Click ahead and we'll break down the offer some more. There's even a sweet video!






The form of the offer is interesting in and of itself.

BrewDog claims to be the first in Europe to issues shares online. Investment industry expert and multiple-time Father of the Year award winner Jeff Brown confirms that the independent online offering is indeed uncommon: “It is very unusual for someone to issue shares over the web. I have never heard of it.”. The main advantages are cost savings achieved in cutting out brokers. Typically, 5-6% of the share price would be pocketed by the brokers, in exchange for flogging the shares to clients. Brown warns that though they save money this way the price may be affected in the future should the company go public. Brokers will be less familiar with the company and might be less apt to recommend it.

There are some interesting aspects of the deal squirreled away in that prospectus. One is that you get a larger discount  in the store the more shares you own (p.48). Another is the link BrewDog has to Anchor Brewing (mentioned several times in the prospectus) via a small stake in Anchor Brewers.

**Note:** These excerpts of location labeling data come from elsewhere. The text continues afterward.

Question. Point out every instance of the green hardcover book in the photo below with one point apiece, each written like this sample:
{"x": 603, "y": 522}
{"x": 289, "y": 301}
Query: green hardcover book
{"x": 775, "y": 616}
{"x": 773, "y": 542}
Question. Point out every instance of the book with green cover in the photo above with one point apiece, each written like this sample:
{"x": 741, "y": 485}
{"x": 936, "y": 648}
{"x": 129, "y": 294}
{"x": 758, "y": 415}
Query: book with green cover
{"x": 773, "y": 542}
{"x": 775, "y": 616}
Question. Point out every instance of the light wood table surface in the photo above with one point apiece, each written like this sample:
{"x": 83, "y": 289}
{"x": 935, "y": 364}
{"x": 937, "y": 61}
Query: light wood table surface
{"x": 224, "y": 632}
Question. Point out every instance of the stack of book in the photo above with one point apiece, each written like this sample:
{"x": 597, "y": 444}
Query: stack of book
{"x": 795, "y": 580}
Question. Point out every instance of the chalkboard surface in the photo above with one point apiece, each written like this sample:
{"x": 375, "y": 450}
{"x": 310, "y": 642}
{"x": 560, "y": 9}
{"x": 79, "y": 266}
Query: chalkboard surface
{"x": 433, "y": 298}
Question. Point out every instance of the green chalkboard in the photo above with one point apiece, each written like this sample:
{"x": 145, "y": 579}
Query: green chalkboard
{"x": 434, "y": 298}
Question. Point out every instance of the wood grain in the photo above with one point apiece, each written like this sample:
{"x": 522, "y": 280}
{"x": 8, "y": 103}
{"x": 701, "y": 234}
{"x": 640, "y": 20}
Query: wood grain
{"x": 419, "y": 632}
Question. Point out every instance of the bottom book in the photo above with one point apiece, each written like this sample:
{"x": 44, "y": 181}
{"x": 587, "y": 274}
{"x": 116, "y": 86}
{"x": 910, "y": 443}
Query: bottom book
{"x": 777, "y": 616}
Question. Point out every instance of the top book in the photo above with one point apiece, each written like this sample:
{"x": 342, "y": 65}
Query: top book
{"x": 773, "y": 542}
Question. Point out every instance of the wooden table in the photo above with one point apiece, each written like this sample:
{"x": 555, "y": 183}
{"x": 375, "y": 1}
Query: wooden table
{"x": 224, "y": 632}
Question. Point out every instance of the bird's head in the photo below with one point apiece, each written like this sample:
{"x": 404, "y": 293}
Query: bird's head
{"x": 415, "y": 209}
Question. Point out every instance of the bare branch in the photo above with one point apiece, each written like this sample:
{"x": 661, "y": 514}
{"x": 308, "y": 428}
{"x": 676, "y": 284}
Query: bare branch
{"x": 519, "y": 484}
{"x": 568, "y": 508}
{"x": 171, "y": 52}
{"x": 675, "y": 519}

Tony Folgio and Keith Greggor (owners of the company that owns Anchor) own a piece of BrewDog (see p. 55), distribute it in the US and sit on the board.  The two were involved with Skyy Vodka and other alcohol brands. Seems like the kind of guys you’d want selling your beer in America.

The most interesting part to me is the implied valuation. BrewDog is selling “approximately” 8% of the company for just over £2 Million. This means the implied worth of the company is about £25 Million.

If you are in it for the money as well as the beer, you need to ask yourself if the company is really worth £25 Million, or more simply, why each share is worth £23.75. You can check out the earnings and other financial info on pages 40-45.